- Born: 1968 (age 56–57) Pencader, Carmarthenshire, Wales
- Origin: England
- Occupation: Operatic tenor

= Aled Hall =

Welsh operatic tenor

Aled Hall (Jones) is a Welsh operatic tenor from Pencader, Carmarthenshire, Wales. He is currently a member of the Three Welsh Tenors with Rhys Meirion and Aled Wyn Davies.

==Early life and education==

Aled Hall was born in 1968 and raised in West Wales, living on a farm when he started singing at the age of four in the local chapel. He went on to win several eisteddfod competitions, including the prestigious W. Towyn Roberts Scholarship at the National Eisteddfod of Wales in 1994. He was educated at Ysgol Ramadeg Llandysul before progressing to study music at the University College of Wales, Aberystwyth, the London Royal Schools’ Faculty Opera School, and at the National Opera Studio, London.

==Career==

He has performed over the world in principal operatic roles, including Don Curzio in Le Nozze di Figaro for Aix-en-Provence, Tokyo, and Baden Baden, Mr.
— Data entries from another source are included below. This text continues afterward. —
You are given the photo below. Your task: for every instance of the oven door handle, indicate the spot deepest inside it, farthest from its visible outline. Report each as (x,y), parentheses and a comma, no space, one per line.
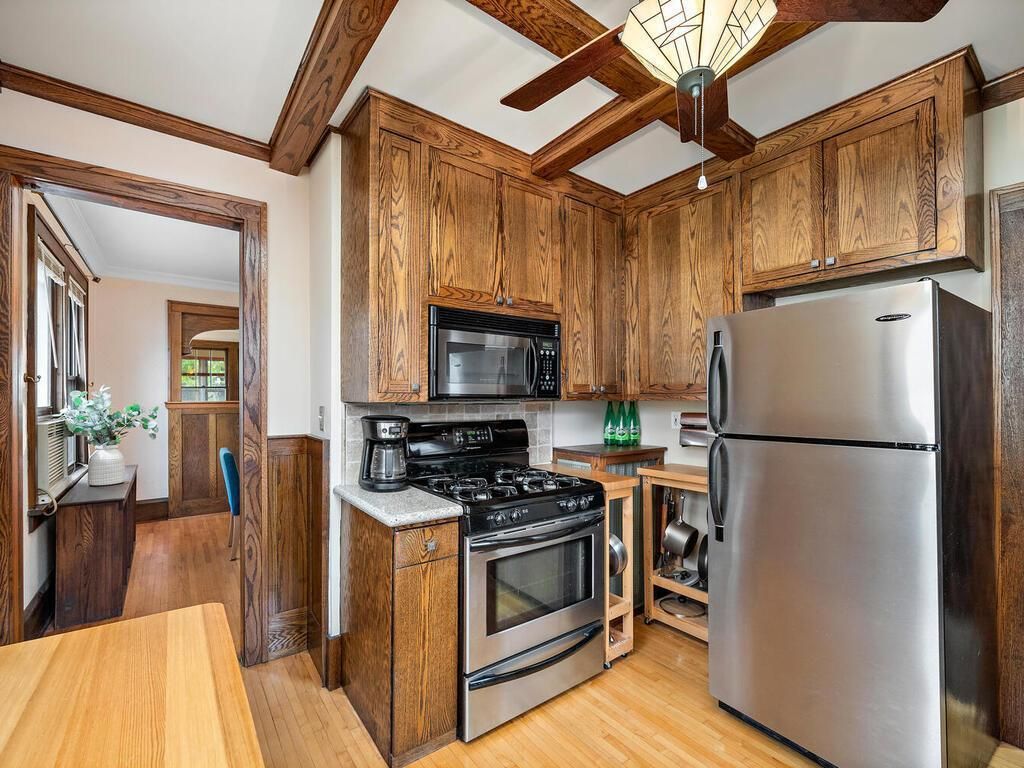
(487,680)
(489,545)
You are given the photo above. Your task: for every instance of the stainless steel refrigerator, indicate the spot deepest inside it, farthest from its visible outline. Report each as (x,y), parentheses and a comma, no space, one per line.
(852,551)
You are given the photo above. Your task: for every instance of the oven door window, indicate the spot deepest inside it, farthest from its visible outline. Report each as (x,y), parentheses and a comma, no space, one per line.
(530,585)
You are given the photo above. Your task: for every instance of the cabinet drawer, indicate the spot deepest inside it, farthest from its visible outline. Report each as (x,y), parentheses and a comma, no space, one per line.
(428,543)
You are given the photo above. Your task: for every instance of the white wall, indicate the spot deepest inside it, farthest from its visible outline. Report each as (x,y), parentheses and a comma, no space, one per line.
(577,423)
(128,352)
(41,126)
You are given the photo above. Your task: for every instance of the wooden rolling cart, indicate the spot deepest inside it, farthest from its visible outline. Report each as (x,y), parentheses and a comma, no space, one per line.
(617,607)
(683,477)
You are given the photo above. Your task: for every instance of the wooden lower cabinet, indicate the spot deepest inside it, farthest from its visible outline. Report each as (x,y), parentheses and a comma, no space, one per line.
(400,633)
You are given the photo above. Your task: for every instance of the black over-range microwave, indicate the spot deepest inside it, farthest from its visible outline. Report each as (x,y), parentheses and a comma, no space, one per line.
(477,355)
Upfold in Albert Herring at the Salzburger Landestheater, Ippia in Saffo, Danilowitz in L’Etoile du Nord at the Wexford Festival, both of which were recorded on the Marco Polo label, Spoletta in Tosca and Remendado Carmen for Raymond Gubbay at the Royal Albert Hall, and Don Basilio in Le Nozze di Figaro, Bardolfo in Falstaff and Frisellino in Le Pescatrici for Garsington Opera.